# Em Busca Da Neve



## Santos (10 Dez 2006 às 19:02)

Amigos , andei atrás da neve pela zona da Serra do Açor, aconteceu de tudo, desde chuva com vento intenso, passando por granizo ao ponto de ter de parar o carro até à neve finalmente   , aqui vão algumas imagens

Zona da Serra do Açor, este local estava no momento sem neve, no entanto na súbida tinha apanhado algum sleet que passou a flocos, dá para notar pela fita junto da placa que a estrada é por vezes encerrada pela GNR 




Continuei viagem na expectativa de ver os flocos aparecerem em difinitivo mas ainda nem nos cumes mais elevados, ams o Santos não desanimou e aí vai ele seguindo viagem 




Até que...lembrei-me das n/orações cá no fórum para a neve, e não é que começa a cair um primeiro agauceiro que baixou a temperatura para os 3,5ºC  




E de repente começou a cair granizo intensamente  que rápidamente se transformou em flocos de neve  




Eu disse para os meus botôes  as orações do fórum METEOPT sempre são ouvidas, isto não é tanga não senhor  , e não é que a serra começou a ficar pintada com um branco  




E pensei, todos os meus companheiros de fórum principalamente aqueles que não tiveram a oportunidade de as disfrutar merecem ter imagens destas por isso mal chegue ao Oeste vou partilhá-las com eles


----------



## tozequio (10 Dez 2006 às 19:08)

Espectacular reportagem


----------



## Minho (10 Dez 2006 às 19:11)

É assim mesmo Santos... Aliar o gosto pela neve e a dedicação em mostrar as belezas das nossas paisagens brancas  

Mereces um prémio pela persistência na perseguição da neve! 
Pois, Serra do Açor, + uma a juntar a este episódio  


Parabens


----------



## Zoelae (10 Dez 2006 às 19:13)

Essa zona tb tem umas óptimas paisagens!
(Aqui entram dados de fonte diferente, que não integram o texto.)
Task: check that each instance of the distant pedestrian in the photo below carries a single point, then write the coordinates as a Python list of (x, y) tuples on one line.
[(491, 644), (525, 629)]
Boa reportagem


----------



## Nuno (10 Dez 2006 às 19:19)

Lindo, assim dá gosto


----------



## dj_alex (10 Dez 2006 às 19:24)

boas fotos


----------



## Fil (10 Dez 2006 às 19:29)

Bem engraçada a reportagem    

Belas fotos Santos!


----------



## Dan (10 Dez 2006 às 19:56)

Bonitas fotos  



Santos disse:


>



Esta foto é do vale de Alvoco?


----------



## Santos (10 Dez 2006 às 20:35)

Dan, a primeira foto é na Serra do Açor mais precisamente por cima do Piodão, esta foto a que tu te referes,não te sei precisar o local exacto fica na sequência (entre serras - Serra do Açor/Serra da Estrela)


----------



## Rog (10 Dez 2006 às 20:43)

Belas fotos Santos


----------



## kimcarvalho (10 Dez 2006 às 22:14)

surprise:      

E X C E L E N T E!!!!!  

Esta reportagem tem acção, suspense, frio e neve, enredo, um excelente cenário, fé! e até humor!

NOTA FINAL!! 5 *****


Parabéns e obrigado amigo Santos!


----------



## Santos (12 Dez 2006 às 00:06)

kimcarvalho disse:


> surprise:
> 
> E X C E L E N T E!!!!!
> 
> ...



Amigo Kimcarvalho, é com um gosto imenso que partilho o pouco que posso e sei, no entanto devo salientar que foi a Mrs, Santos que teve o trabalho de selecção, a ela o  meu muito obrigado


----------



## kimcarvalho (12 Dez 2006 às 00:18)

Santos disse:


> Amigo Kimcarvalho, é com um gosto imenso que partilho o pouco que posso e sei, no entanto devo salientar que foi a Mrs, Santos que teve o trabalho de selecção, a ela o  meu muito obrigado



Love is in the air!  

Parabéns pois à tua esposa. O toque feminino é sempre muito superior à nossa melhor sensibilidade . É de destacar o carinho, que já em pelo menos dois postes transpareces pela tua cara-metade Santos.  
Assim é que é!  Nós casais temos de conseguir trazer as nossas "mais que tudo" ao mundo meteo, ainda que seja indirectamente. Com a minha esposa o maior problema é a aversão quase total aos PC's!


----------



## Santos (12 Dez 2006 às 00:20)

kimcarvalho disse:


> Love is in the air!
> 
> Parabéns pois à tua esposa. O toque feminino é sempre muito superior à nossa melhor sensibilidade . É de destacar o carinho, que já em pelo menos dois postes transpareces pela tua cara-metade Santos.
> Assim é que é!  Nós casais temos de conseguir trazer as nossas "mais que tudo" ao mundo meteo, ainda que seja indirectamente. Com a minha esposa o maior problema é a aversão quase total aos PC's!


----------



## Fernando_ (13 Dez 2006 às 16:31)

Las dos últimas fotos son fantásticas !!  

Parabens !!


----------



## mocha (13 Dez 2006 às 17:08)

Espectaculo, k grandes fotos


----------